Decir “la información es poder” es una verdad de Perogrullo. Y sí, lo es. Resulta que la información es medular para muchos aspectos de la vida social. Es el tuétano de prácticamente cualquier asunto público. A pesar de su importancia, o quizá sea más correcto decir, precisamente debido a ella, el tema de la información gubernamental suele enfrentar una paradoja: aquellos que la administran, la escamotean y la controlan no son sus dueños. Lo mismo sucede con los recursos públicos: las personas que gestionan el erario y toman decisiones sobre su destino en realidad lo hacen sobre algo que no es, ni de lejos, suyo. Pero la realidad es que poco sabe la ciudadanía sobre cómo se toman las decisiones y cuánto cuestan.
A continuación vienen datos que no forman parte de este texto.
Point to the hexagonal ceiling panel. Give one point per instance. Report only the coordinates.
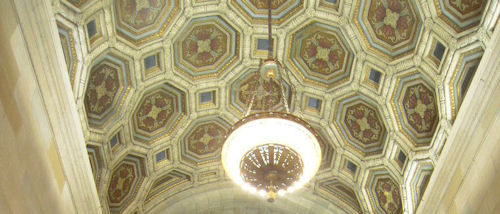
(243, 89)
(391, 27)
(359, 122)
(460, 15)
(203, 141)
(140, 21)
(416, 106)
(384, 193)
(107, 86)
(255, 11)
(126, 178)
(158, 113)
(206, 47)
(321, 55)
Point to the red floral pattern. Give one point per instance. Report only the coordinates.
(101, 90)
(420, 108)
(154, 111)
(387, 193)
(364, 124)
(267, 93)
(204, 45)
(140, 13)
(392, 20)
(206, 139)
(322, 53)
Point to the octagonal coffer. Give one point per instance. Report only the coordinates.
(358, 120)
(202, 143)
(126, 179)
(391, 27)
(206, 47)
(140, 21)
(385, 194)
(107, 86)
(158, 113)
(416, 107)
(255, 11)
(321, 55)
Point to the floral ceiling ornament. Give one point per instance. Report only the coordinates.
(154, 112)
(204, 45)
(388, 196)
(322, 53)
(270, 152)
(391, 20)
(139, 13)
(420, 106)
(206, 139)
(362, 121)
(102, 88)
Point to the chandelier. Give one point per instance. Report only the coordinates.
(270, 152)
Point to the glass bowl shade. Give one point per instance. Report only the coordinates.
(271, 128)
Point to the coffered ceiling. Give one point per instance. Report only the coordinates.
(158, 84)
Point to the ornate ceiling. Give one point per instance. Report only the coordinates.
(159, 83)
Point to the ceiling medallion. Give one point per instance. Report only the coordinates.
(270, 152)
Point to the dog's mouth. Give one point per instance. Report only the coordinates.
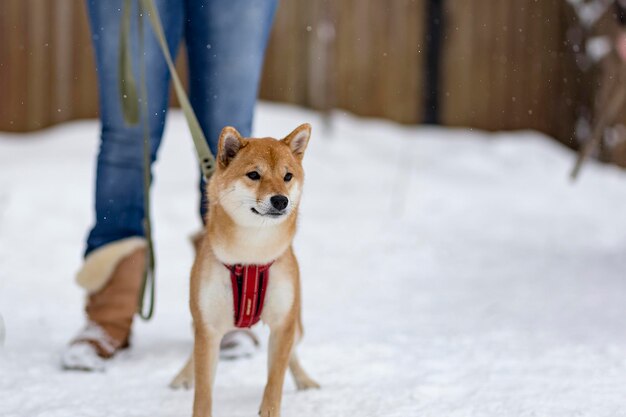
(270, 213)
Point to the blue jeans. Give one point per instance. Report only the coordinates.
(225, 41)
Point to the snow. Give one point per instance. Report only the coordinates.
(445, 273)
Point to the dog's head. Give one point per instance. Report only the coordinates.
(258, 181)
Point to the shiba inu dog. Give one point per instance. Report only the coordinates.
(254, 196)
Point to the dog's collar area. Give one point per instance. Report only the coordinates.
(249, 283)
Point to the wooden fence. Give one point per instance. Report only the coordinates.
(505, 64)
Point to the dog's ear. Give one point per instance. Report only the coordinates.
(298, 140)
(229, 144)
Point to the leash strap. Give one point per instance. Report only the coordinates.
(249, 283)
(130, 109)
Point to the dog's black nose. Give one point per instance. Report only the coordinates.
(279, 202)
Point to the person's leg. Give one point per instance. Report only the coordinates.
(115, 255)
(226, 42)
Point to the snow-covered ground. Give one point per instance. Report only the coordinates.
(445, 272)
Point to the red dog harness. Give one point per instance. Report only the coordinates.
(249, 283)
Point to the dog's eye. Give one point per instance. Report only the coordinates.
(253, 175)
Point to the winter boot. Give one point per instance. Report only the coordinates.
(112, 276)
(236, 343)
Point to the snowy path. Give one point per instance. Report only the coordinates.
(446, 273)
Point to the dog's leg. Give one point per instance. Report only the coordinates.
(206, 351)
(302, 379)
(280, 346)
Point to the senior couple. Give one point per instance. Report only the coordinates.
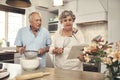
(35, 37)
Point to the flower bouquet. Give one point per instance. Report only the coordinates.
(100, 51)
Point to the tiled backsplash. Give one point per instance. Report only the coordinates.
(90, 31)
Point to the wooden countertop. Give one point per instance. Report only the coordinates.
(60, 74)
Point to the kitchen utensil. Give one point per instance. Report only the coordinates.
(29, 54)
(30, 64)
(31, 75)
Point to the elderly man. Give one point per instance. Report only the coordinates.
(34, 37)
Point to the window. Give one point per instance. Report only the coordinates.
(10, 23)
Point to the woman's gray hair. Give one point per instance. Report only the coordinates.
(66, 13)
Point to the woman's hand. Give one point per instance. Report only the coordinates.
(43, 50)
(58, 50)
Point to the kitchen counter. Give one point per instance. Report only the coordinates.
(7, 50)
(56, 74)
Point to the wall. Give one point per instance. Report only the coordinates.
(89, 11)
(114, 20)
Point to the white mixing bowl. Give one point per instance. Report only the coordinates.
(30, 64)
(30, 54)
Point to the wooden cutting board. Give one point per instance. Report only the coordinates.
(31, 75)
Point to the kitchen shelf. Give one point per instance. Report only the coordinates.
(92, 23)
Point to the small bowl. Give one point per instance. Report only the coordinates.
(30, 54)
(30, 64)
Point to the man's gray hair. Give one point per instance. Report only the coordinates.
(30, 15)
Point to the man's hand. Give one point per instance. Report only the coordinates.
(21, 49)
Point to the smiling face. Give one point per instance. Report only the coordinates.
(35, 21)
(67, 22)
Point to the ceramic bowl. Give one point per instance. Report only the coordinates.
(30, 54)
(30, 64)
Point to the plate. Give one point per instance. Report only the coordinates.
(4, 75)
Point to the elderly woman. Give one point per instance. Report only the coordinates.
(63, 40)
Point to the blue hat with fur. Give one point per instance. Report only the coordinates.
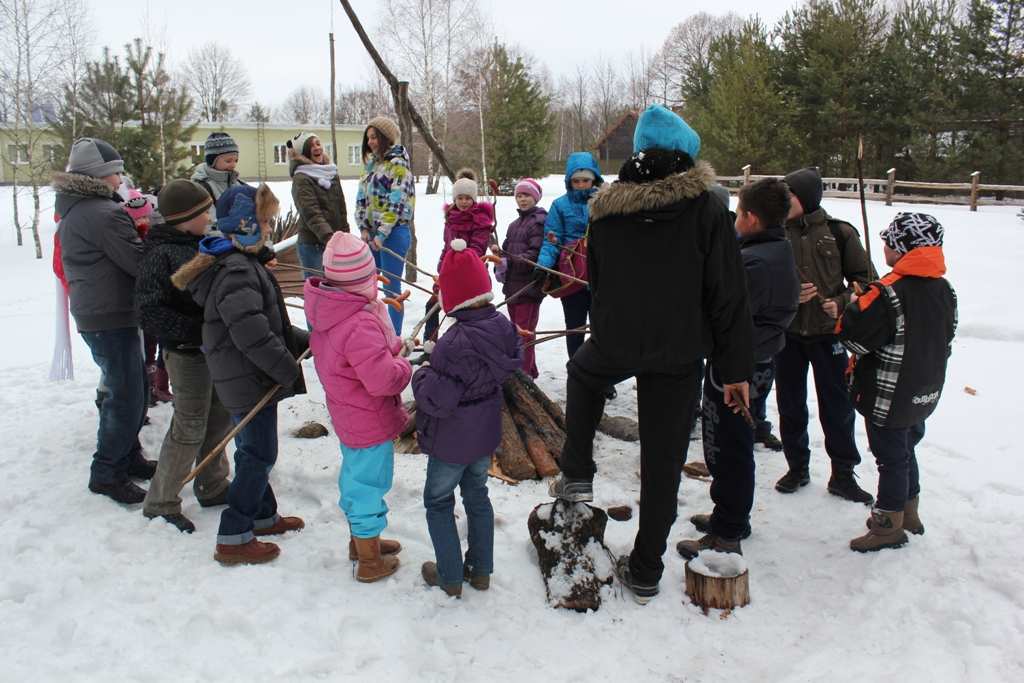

Muchos sostenemos que la gestión pública se ejerce al son del despilfarro. Con aquello de que las necesidades siempre serán muy superiores a los recursos disponibles no falta quien sugiera que no hay que satanizar la dilapidación del presupuesto. Entonces con la voz al cuello los cínicos nos tratan de convencer que de cualquier forma los sobresueldos no son la causa de la pobreza extrema de la gente y que los recortes a privilegios tampoco alcanzan para revertir las injustucias por si mismos, por poner dos simples ejemplos. En la mayoría de los casos, el gasto público es un acto propio de la patafísica de Alfred Jarry, algo lleno de soluciones imaginarias que sucede en un universo complementario.

Y todo esto es fuente de frustraciones. Más si nos atenemos al contexto histórico que vivimos, en el que las posiblidades y oportunidades para que los gobiernos divulguen información sobre su quehacer son prácticamente ilimitadas. Las alternativas pueden explorar desde la disponibilidad de información en formas creativas, la traducción de información presupuestaria altamente técnica en un lenguaje ciudadano o el desarrollo de plataformas electrónicas para divulgar información que es de interés particular. Pero esto no pasa o pasa rara vez.

En mi experiencia (sin tener en cuenta cuando existen intereses no legítimos o prácticas de corrupción), uno de los argumentos que frena a muchos gobiernos a dar un salto a prácticas más consistentes y profundas de divulgación de información gubernamental siempre es de carácter político. Son reflexiones basadas en la convicción de que los opositores o adversarios usarán la información para atacar y descalificar. En una escala mayor, se le tiene miedo a la reacción de actores que han vivido del presupuesto, como los medios de comunicación, sindicatos o sectores como el de la construcción. Entonces, lo mejor es no decirle a la ciudadanía cómo se gastan sus recursos.

Lo que no piensan (o no comprenden, no se sabe) estas personas es que si las instituciones se vuelven frágiles frente a la crítica, no sirven a la democracia. No se detienen a pensar que si los servidores públicos no toleran cuestionamientos o consideran su legitimidad en vilo cuando de ellos se habla, tampoco.

Algunas experiencias parecen revertir este orden de ideas. La página sobre transparencia presupuestaria de la Subsecretaría de Egresos del gobierno federal es, dicho sin tapujos, una referencia a nivel internacional. En Jalisco, la Subsecretaría de Planeación ha emprendido un proyecto de divulgación de indicadores de avance digno de admiración. El gobierno de Coahuila también ha implementado proyectos con un nivel de innovación tal que negarles reconocimiento o describirlos de otra forma que no sea como extraordinario, sería mezquino.

En esta positiva tendencia el gobierno de Oaxaca ha desarrollado dos plataformas que pueden ser un revulsivo en la forma que se divulga información pública. Una de ellas sobre el gasto en comunicación social y otra sobre la obra pública e infraestructura. Por supuesto que todos estos son apenas ejemplos aislados, pero sin duda pasos en la ruta correcta, la que le devuelve a la sociedad lo que es suyo.